A team of people who can see the potential in teenagers and not just focus on their problems.
A team of people who serve with grace and truth and not whistle-blowing rule enforcers.
A team of people who are willing to walk alongside students and not just watch them.
A team of people who are willing to make investments in students even when they’re not on the “clock.”
A team of people who are willing to serve no matter how hard or messy it gets.
What you really need is a team of mentors…not a team of playground duties.
You know who I’m talking about. Playground duties roam school playgrounds during recess with whistles around their necks. They watch kids and wait for problems to happen or rules to be broken. They blow whistles and enforce rules. They hang out on the playground during recess and then disappear. (I could keep going, but I’m beginning to have flashbacks to my own grade school playgrounds…) The point is you don’t want your volunteers to be like playground duties. You don’t want people who “clock in” for a couple of hours at youth group, and then “clock out” and go home. You don’t want chaperones or whistle blowers. You want mentors.
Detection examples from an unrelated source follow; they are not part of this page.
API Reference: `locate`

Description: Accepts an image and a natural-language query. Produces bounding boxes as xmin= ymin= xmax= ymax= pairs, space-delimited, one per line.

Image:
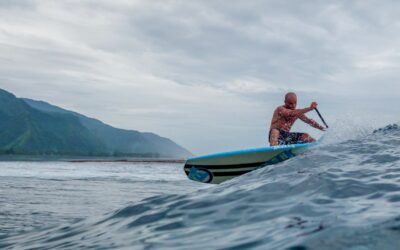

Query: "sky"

xmin=0 ymin=0 xmax=400 ymax=154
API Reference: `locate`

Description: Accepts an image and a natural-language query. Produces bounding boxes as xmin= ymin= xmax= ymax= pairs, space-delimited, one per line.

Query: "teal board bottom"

xmin=184 ymin=143 xmax=317 ymax=184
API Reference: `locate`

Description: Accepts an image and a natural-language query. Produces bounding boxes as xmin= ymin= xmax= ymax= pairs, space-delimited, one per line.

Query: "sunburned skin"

xmin=269 ymin=92 xmax=325 ymax=146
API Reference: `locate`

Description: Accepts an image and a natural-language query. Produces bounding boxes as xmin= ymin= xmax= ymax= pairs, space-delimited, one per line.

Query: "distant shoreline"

xmin=0 ymin=155 xmax=186 ymax=163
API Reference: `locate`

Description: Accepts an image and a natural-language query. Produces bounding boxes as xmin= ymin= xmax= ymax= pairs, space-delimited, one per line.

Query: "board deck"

xmin=184 ymin=143 xmax=317 ymax=184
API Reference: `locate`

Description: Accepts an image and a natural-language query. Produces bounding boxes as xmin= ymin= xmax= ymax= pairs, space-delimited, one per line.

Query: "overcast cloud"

xmin=0 ymin=0 xmax=400 ymax=154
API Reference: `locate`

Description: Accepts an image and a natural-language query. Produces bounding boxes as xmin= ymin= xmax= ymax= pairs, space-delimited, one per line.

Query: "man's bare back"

xmin=269 ymin=92 xmax=324 ymax=146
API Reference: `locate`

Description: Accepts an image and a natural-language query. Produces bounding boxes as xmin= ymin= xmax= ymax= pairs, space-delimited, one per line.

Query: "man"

xmin=269 ymin=92 xmax=325 ymax=146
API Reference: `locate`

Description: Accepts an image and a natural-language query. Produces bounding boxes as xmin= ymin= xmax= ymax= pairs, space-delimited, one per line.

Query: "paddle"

xmin=315 ymin=108 xmax=329 ymax=128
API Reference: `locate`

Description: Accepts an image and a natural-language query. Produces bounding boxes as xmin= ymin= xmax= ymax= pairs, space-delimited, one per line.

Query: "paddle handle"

xmin=315 ymin=108 xmax=329 ymax=128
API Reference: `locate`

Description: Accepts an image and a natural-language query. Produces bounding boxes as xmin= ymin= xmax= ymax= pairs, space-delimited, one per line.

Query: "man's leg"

xmin=269 ymin=129 xmax=279 ymax=146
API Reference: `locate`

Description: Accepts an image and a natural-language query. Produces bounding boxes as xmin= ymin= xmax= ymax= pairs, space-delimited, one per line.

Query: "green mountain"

xmin=0 ymin=89 xmax=191 ymax=158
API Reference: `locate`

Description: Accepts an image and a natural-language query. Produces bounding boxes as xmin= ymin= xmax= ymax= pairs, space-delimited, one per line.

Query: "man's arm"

xmin=278 ymin=107 xmax=313 ymax=118
xmin=299 ymin=114 xmax=325 ymax=131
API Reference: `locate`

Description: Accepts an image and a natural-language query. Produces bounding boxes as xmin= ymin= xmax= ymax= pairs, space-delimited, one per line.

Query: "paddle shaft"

xmin=315 ymin=108 xmax=329 ymax=128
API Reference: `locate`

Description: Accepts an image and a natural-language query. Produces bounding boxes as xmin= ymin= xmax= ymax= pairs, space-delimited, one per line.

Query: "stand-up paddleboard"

xmin=184 ymin=143 xmax=317 ymax=184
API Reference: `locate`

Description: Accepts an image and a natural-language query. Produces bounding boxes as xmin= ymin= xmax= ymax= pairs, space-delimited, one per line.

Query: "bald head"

xmin=285 ymin=92 xmax=297 ymax=109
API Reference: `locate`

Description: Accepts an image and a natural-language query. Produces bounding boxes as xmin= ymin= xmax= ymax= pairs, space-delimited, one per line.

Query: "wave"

xmin=0 ymin=124 xmax=400 ymax=249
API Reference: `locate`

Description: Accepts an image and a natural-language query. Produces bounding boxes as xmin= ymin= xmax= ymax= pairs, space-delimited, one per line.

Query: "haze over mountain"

xmin=0 ymin=89 xmax=191 ymax=158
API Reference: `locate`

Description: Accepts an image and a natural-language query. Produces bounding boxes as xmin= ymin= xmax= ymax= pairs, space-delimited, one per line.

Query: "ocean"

xmin=0 ymin=125 xmax=400 ymax=250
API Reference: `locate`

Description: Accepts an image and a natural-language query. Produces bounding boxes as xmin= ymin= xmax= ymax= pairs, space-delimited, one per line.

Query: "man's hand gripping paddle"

xmin=315 ymin=108 xmax=329 ymax=128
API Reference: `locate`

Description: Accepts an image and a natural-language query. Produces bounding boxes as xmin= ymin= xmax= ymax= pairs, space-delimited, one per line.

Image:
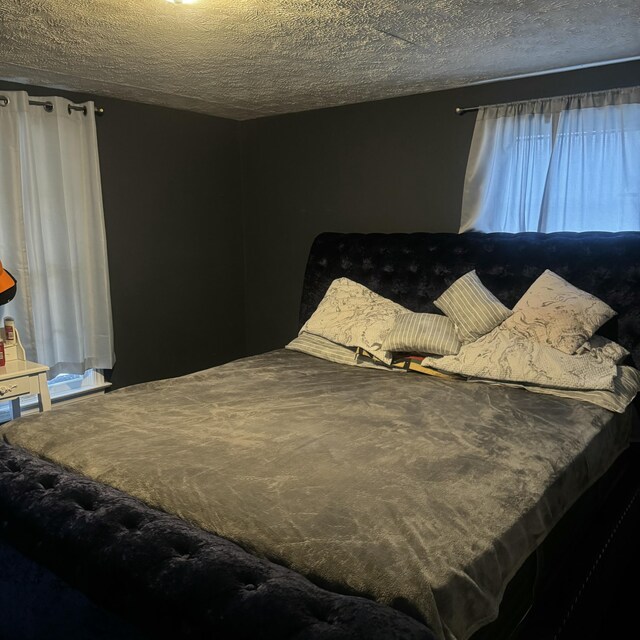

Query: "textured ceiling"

xmin=0 ymin=0 xmax=640 ymax=120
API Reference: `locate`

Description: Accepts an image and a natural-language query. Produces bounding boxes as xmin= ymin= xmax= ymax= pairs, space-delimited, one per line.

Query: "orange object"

xmin=0 ymin=262 xmax=17 ymax=304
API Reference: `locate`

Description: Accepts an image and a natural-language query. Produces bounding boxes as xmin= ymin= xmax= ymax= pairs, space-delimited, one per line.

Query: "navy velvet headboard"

xmin=300 ymin=232 xmax=640 ymax=368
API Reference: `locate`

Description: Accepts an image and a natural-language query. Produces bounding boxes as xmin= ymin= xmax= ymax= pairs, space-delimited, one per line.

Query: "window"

xmin=0 ymin=91 xmax=114 ymax=388
xmin=460 ymin=88 xmax=640 ymax=232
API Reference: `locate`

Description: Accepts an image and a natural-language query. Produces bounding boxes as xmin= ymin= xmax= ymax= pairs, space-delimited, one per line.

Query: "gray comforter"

xmin=3 ymin=350 xmax=630 ymax=639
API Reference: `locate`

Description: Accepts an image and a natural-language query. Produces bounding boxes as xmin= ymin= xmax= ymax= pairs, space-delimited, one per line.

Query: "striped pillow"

xmin=433 ymin=269 xmax=513 ymax=344
xmin=382 ymin=313 xmax=460 ymax=356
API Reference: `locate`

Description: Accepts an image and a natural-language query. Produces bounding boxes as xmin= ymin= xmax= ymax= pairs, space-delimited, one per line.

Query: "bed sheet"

xmin=3 ymin=350 xmax=630 ymax=640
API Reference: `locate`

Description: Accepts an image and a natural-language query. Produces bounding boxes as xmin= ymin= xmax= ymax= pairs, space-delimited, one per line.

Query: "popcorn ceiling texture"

xmin=0 ymin=0 xmax=640 ymax=120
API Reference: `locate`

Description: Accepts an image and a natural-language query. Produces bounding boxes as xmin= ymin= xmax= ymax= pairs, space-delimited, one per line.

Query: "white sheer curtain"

xmin=460 ymin=87 xmax=640 ymax=233
xmin=0 ymin=92 xmax=114 ymax=375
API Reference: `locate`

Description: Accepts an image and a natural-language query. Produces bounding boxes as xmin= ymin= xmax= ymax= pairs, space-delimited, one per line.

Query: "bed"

xmin=0 ymin=233 xmax=640 ymax=639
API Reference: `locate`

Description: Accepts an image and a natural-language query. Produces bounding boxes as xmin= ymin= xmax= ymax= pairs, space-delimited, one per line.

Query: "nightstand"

xmin=0 ymin=360 xmax=51 ymax=418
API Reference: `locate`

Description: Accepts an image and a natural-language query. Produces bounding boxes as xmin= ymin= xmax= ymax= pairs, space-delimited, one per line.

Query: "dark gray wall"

xmin=0 ymin=81 xmax=245 ymax=387
xmin=242 ymin=61 xmax=640 ymax=353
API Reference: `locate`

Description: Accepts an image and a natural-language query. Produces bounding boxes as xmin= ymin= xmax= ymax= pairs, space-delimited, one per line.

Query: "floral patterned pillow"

xmin=502 ymin=269 xmax=616 ymax=354
xmin=300 ymin=278 xmax=408 ymax=364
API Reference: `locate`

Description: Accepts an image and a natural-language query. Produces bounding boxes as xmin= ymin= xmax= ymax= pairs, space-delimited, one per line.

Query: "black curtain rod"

xmin=456 ymin=87 xmax=635 ymax=116
xmin=0 ymin=95 xmax=104 ymax=116
xmin=456 ymin=107 xmax=480 ymax=116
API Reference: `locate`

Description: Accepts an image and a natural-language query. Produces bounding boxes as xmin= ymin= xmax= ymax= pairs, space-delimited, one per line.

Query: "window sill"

xmin=0 ymin=382 xmax=111 ymax=424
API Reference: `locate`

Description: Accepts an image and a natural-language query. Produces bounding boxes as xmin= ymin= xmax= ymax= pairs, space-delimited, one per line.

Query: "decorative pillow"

xmin=576 ymin=336 xmax=629 ymax=364
xmin=504 ymin=269 xmax=616 ymax=353
xmin=422 ymin=325 xmax=617 ymax=391
xmin=300 ymin=278 xmax=408 ymax=364
xmin=433 ymin=270 xmax=511 ymax=344
xmin=382 ymin=313 xmax=460 ymax=356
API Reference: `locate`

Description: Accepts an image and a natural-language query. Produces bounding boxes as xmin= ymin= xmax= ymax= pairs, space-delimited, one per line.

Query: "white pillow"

xmin=503 ymin=269 xmax=616 ymax=353
xmin=576 ymin=336 xmax=629 ymax=364
xmin=422 ymin=325 xmax=617 ymax=391
xmin=300 ymin=278 xmax=408 ymax=364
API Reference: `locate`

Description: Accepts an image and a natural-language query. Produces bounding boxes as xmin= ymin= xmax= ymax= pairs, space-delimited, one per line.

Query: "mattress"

xmin=3 ymin=350 xmax=630 ymax=640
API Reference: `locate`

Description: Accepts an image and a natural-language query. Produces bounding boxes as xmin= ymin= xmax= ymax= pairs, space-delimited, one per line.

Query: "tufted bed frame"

xmin=0 ymin=233 xmax=640 ymax=640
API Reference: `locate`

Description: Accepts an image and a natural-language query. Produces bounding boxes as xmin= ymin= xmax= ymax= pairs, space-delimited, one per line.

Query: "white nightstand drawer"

xmin=0 ymin=376 xmax=33 ymax=400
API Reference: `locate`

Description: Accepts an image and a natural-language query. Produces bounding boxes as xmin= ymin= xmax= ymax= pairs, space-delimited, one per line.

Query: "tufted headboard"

xmin=300 ymin=232 xmax=640 ymax=368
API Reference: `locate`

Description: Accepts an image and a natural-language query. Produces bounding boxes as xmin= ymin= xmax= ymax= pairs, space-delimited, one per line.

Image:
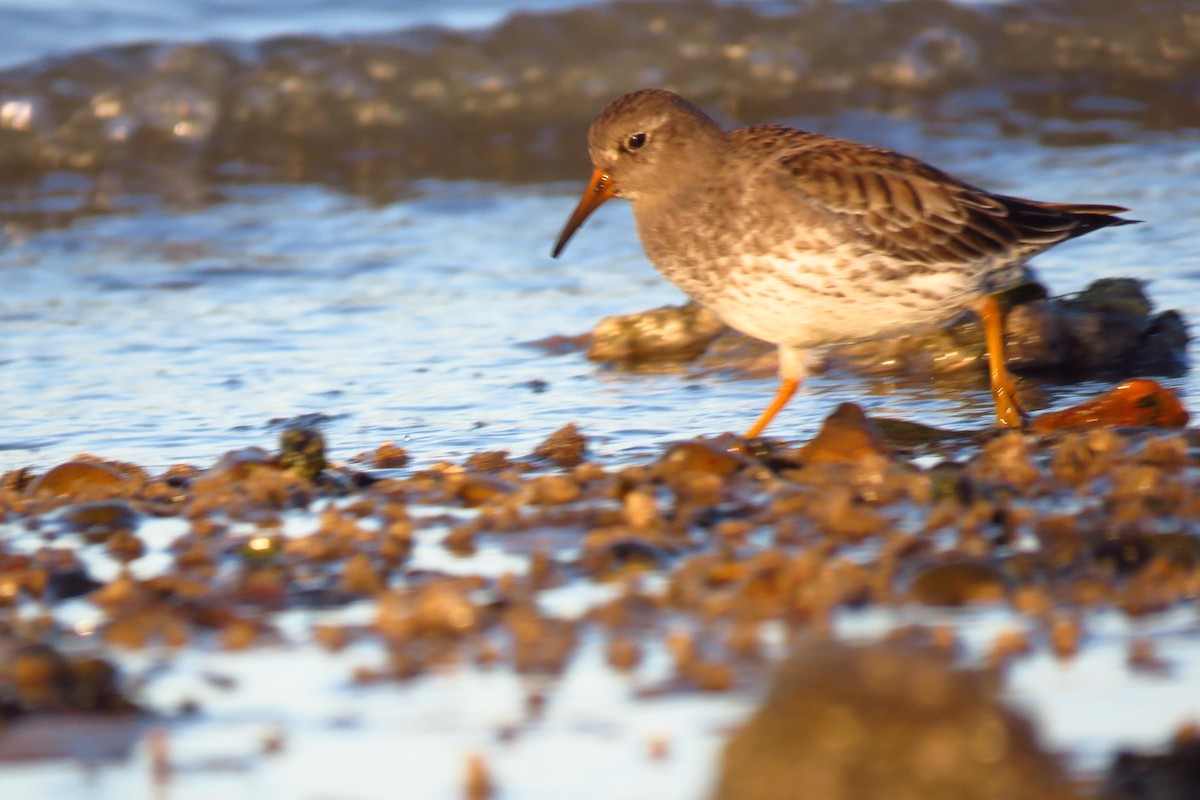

So, think again about your volunteer team for a second. What kind of volunteers do you have? What kind of volunteers do you want to have? (Perhaps this would be a good time to write down some qualities that you want to look for in potential volunteers). And, how do you know if a volunteer is more like a playground duty or a mentor? (One good question to ask them might be “Why do you want to volunteer working with students?”)
It’s a good problem to need more volunteers, but don’t make it a bad problem by filling your volunteer team with the wrong people. Take the time to find (and invest in) people who are willing to mentor your students.